I have a DataFrame which contains the following details.
|id|Name|Country|version|
|1 |Jack|UK     |new    |
|1 |Jack|USA    |old    |
|2 |Rose|Germany|new    |
|3 |Sam |France |old    |
I would like to create a DataFrame where, if the data is duplicate based on "id" it picks the new version over the old version as so
|id|Name|Country|version|
|1 |Jack|UK     |new    |
|2 |Rose|Germany|new    |
|3 |Sam |France |old    |
What is the best way to do this in Java/Spark, or do I have to use some sort of nested SQL query?
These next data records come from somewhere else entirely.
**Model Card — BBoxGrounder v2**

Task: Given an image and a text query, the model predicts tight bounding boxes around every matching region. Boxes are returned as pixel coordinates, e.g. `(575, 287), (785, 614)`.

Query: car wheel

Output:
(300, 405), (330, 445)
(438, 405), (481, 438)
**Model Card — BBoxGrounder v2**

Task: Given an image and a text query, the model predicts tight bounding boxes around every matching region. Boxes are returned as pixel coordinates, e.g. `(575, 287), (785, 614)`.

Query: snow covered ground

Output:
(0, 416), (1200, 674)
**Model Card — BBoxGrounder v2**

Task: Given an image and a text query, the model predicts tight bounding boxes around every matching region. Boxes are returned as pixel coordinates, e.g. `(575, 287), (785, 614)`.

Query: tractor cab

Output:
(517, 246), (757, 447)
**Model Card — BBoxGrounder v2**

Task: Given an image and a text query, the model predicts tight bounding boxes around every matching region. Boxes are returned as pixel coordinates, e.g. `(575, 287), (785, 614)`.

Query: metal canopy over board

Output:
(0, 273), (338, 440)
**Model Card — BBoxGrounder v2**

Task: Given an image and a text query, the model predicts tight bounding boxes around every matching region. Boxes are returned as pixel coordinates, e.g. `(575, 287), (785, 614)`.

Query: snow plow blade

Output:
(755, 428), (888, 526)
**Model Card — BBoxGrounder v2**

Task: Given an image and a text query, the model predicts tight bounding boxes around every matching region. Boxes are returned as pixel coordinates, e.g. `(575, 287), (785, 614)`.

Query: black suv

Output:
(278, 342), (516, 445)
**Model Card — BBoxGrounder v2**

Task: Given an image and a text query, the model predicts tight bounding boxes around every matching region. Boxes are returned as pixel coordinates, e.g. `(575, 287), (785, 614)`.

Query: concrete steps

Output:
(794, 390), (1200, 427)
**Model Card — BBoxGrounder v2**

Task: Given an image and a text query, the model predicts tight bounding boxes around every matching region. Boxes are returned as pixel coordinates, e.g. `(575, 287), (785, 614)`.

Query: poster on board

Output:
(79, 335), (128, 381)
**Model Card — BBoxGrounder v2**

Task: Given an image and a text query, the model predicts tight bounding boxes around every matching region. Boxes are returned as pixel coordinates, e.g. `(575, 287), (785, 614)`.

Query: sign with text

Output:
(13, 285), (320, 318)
The simplified SQL version would look something like below:
WITH new_version AS (
    SELECT
      ad.id
      ,ad.name
      ,ad.country
      ,ad.version
    FROM allData ad
    WHERE ad.version = 'new'
),
old_version AS (
    SELECT
      ad.id
      ,ad.name
      ,ad.country
      ,ad.version
    FROM allData ad
    LEF JOIN new_version nv on nv.id = ad.id
    WHERE ad.version = 'old'
      AND nv.id is null
),
SELECT id, name, country, version FROM new_version
UNION ALL
SELECT id, name, country, version FROM old_version